Gaspar et son cheval parcourent le haut pays depuis des dizaines d'années. Gaspar, c'est l'ancien cantonnier de la voie de chemin de fer, du temps où celle-ci était en plein activité et reliait les carrières à la ville. Mais les carrières ont fermé et les hommes ont quitté le plateau pour s'installer en ville. Bientôt, il n'y a plus eu que Gaspar et son vieux cheval pour parcourir ce paysage désertique. Aujourd'hui, c'est leur dernière promenade : Gaspar a rendez-vous avec Léon. On sent sous la plume d'Olivier Deck une grande tendresse pour son protagoniste, et de fait, Gaspar se révèle un homme bourru mais terriblement attachant. A travers lui se dessine le portrait de toute une population éloignée des villes et du monde moderne, les derniers gardiens d'un monde destiné à disparaître.

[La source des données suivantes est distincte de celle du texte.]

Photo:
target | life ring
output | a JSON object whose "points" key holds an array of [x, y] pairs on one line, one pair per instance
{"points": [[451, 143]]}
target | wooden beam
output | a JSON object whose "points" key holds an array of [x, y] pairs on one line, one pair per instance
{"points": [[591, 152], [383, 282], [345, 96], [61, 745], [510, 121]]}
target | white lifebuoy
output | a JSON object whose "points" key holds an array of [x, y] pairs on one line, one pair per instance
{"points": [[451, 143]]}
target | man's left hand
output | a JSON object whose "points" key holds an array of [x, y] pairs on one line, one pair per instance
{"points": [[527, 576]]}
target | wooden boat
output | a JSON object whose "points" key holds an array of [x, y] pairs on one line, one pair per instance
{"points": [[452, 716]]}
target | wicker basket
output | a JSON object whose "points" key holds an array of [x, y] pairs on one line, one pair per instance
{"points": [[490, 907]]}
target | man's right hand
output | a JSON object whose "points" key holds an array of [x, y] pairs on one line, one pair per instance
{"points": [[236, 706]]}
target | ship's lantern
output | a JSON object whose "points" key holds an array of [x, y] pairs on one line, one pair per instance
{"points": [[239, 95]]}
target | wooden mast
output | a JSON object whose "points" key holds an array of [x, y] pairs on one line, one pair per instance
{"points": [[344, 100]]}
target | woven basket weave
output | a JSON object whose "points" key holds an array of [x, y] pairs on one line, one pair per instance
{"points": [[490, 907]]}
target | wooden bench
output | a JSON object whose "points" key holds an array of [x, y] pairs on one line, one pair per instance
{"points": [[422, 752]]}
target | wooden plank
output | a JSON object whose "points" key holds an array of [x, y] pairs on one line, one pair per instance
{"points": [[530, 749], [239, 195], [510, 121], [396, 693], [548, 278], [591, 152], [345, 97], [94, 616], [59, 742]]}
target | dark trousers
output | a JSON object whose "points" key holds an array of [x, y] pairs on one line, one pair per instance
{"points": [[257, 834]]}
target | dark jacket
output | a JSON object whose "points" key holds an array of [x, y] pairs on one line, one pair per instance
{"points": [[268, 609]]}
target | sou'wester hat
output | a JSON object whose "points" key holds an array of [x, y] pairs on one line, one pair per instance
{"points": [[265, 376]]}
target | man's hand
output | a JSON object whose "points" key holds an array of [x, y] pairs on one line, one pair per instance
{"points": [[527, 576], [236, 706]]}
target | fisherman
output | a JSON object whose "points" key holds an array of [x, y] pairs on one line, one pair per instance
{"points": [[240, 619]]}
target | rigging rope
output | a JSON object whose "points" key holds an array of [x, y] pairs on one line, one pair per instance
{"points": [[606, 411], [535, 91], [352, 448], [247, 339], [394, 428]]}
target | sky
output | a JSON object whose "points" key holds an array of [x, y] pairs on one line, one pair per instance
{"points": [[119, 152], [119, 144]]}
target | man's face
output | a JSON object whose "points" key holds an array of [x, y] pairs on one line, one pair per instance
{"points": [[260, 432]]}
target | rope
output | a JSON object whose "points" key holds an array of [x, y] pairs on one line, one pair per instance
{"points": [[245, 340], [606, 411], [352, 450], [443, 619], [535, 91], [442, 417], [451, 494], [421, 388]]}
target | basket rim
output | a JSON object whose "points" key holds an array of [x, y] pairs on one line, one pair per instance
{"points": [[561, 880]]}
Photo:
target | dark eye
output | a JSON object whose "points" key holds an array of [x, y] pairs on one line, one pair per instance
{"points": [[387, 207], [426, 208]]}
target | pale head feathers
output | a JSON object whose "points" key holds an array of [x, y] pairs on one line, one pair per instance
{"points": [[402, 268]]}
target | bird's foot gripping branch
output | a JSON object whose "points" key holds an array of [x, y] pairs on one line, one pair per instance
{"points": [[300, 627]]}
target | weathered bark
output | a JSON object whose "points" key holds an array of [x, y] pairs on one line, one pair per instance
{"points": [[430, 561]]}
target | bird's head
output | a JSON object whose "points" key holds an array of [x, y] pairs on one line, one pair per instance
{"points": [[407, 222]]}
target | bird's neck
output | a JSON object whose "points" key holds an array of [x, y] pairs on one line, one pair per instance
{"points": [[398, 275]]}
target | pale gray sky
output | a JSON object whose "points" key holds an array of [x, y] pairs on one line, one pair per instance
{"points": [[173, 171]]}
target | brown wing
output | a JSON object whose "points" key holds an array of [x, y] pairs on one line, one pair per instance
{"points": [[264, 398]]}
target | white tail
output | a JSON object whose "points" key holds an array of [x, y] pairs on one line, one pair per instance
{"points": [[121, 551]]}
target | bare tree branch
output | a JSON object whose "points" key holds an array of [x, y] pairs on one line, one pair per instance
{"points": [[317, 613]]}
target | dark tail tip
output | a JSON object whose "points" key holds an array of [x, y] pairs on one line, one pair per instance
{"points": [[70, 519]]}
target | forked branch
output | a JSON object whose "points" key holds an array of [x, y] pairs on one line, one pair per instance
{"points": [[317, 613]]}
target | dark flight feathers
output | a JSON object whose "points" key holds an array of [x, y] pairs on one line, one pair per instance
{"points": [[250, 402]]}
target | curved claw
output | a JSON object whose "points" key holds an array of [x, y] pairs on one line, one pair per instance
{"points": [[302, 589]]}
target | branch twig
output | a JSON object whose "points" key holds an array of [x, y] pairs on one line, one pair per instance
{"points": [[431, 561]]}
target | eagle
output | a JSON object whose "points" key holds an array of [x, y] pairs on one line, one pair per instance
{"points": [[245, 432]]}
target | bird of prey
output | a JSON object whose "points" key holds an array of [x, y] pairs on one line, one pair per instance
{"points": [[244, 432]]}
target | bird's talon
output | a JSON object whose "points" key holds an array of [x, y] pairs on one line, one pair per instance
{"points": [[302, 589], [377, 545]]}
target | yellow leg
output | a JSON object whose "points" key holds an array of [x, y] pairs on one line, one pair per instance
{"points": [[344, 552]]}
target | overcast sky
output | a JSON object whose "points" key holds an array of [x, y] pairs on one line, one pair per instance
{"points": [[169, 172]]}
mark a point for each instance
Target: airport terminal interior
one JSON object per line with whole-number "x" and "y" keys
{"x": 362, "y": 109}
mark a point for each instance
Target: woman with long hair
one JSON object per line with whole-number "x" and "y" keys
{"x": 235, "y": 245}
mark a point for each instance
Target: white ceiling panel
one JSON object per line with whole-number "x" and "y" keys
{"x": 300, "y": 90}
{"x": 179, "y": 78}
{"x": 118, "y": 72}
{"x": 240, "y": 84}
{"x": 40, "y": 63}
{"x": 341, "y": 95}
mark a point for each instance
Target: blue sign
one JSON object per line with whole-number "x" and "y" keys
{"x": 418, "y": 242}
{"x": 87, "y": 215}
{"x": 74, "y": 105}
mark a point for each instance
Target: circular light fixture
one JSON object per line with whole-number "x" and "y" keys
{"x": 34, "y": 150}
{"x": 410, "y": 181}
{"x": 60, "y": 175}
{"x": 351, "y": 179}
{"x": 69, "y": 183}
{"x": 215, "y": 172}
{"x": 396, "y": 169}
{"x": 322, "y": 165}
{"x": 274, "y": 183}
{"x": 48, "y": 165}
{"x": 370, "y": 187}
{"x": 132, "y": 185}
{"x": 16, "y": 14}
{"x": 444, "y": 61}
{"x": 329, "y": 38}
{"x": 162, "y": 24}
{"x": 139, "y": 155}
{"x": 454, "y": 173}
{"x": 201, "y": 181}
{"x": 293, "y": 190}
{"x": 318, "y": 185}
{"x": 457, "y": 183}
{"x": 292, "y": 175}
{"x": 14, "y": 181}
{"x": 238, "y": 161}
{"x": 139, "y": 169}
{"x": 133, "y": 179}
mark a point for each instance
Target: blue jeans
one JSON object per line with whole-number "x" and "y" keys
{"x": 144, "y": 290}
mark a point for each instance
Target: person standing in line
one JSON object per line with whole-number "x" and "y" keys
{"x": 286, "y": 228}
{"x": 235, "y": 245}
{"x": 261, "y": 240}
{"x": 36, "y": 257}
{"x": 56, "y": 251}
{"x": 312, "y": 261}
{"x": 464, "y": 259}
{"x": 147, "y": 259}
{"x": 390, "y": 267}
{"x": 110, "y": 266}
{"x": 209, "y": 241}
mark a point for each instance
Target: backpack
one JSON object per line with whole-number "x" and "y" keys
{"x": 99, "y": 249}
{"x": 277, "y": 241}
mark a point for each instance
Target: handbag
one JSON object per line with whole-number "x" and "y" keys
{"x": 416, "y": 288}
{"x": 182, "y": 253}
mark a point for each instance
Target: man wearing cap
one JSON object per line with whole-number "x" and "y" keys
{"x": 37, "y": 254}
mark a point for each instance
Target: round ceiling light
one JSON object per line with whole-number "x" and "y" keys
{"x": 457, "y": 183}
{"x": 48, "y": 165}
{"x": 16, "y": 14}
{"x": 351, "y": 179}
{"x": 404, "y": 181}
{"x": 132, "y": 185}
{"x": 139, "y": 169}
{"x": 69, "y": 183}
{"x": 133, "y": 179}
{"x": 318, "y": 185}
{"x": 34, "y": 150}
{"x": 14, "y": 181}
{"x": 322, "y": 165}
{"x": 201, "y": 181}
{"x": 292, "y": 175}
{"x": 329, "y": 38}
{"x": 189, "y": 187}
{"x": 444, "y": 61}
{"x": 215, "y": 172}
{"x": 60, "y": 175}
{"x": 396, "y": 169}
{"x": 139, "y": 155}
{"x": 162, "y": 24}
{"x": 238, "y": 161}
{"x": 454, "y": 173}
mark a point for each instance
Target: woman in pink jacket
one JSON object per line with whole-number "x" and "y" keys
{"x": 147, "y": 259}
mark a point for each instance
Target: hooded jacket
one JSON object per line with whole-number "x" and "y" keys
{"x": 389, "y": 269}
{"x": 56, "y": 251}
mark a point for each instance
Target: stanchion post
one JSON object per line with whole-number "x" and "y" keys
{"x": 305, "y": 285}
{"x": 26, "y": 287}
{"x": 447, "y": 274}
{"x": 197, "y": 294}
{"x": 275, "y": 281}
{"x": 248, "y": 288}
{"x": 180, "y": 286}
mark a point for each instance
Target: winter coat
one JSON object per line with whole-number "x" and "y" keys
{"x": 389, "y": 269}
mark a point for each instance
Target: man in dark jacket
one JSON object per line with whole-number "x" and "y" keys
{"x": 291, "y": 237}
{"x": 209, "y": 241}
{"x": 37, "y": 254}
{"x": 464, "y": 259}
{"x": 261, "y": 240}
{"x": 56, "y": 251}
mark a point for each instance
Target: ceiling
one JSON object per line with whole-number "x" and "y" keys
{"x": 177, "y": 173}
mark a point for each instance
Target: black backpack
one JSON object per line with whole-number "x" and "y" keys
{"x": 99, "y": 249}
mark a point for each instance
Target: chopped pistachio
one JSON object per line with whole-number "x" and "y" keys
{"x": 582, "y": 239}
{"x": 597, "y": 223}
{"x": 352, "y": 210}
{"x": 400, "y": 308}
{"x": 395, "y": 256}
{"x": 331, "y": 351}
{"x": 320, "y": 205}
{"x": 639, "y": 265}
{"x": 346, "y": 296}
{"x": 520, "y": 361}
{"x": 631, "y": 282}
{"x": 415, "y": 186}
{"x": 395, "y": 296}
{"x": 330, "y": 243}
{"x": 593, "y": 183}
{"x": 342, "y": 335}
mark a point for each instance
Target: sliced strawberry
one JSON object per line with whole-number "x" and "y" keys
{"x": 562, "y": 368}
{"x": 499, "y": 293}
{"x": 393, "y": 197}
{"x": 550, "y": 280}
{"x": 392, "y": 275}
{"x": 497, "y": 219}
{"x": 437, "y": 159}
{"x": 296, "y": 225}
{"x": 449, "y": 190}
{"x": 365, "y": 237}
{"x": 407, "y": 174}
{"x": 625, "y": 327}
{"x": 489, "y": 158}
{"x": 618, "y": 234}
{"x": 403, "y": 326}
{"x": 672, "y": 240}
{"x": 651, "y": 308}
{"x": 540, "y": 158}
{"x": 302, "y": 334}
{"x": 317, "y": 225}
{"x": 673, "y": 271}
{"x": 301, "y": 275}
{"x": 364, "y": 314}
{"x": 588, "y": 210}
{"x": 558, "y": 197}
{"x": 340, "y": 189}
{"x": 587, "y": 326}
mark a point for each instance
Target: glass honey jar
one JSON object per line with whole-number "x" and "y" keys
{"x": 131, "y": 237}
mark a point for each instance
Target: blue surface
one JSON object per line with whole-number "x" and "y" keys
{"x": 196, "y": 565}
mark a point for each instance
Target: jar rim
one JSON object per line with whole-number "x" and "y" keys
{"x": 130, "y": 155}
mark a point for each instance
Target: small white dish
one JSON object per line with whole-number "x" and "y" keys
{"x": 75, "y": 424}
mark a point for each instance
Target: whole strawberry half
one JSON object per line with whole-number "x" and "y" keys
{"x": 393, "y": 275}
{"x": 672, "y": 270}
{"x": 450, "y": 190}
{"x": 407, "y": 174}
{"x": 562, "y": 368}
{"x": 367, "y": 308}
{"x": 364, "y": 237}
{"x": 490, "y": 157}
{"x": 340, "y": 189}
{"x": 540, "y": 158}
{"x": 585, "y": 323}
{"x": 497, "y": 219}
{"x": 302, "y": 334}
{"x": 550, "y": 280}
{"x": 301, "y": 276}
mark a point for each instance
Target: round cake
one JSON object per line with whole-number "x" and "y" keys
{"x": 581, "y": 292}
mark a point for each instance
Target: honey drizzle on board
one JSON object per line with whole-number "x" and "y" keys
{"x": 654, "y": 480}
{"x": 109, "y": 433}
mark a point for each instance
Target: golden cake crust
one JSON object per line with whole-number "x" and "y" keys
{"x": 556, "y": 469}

Toutes ces nouvelles, en plus de la thématique du travelling, ont pour point commun l'extrême élégance de l'écriture. Certes, chacun des 4 auteurs a sa patte, sa signature, mais on sent un même amour pour la langue et la beauté des mots. Si les récits sont courts (une trentaine de pages), ils n'en sont pas moins denses et évocateurs. C'est vraiment une très belle découverte et si l'écrin est prometteur, les bijoux qu'il contient sont de véritables perles. À découvrir et à offrir sans hésitation.
(Autres nouvelles d'Olivier Deck : La grande mer, Une nuit à Madrid)

Laurence

Extrait d'Allée des artistes de Claude Chambard :

La lumière tremble et vacille, la lumière porte une musique, une musique étonnée d'elle-même. Elle franchit le ciel, les siècles, elle franchit les stèles, les dalles, elle entre dans les tombeaux, rajeunit les morts, elle s'enroule autour de moi, sonne clair dans mon corps fatigué, fait chanter des noms révélés, portés, des visages qui apparaissent à peine, pareils à des pastels trop frottés, estompés, mais d'une estompe qui n'efface pas, d'une estompe qui révèle, et tous, tombes, noms et visages montent, flottent, prennent corps, tourbillonnent, s'envolent, filent dans le ciel ébahi.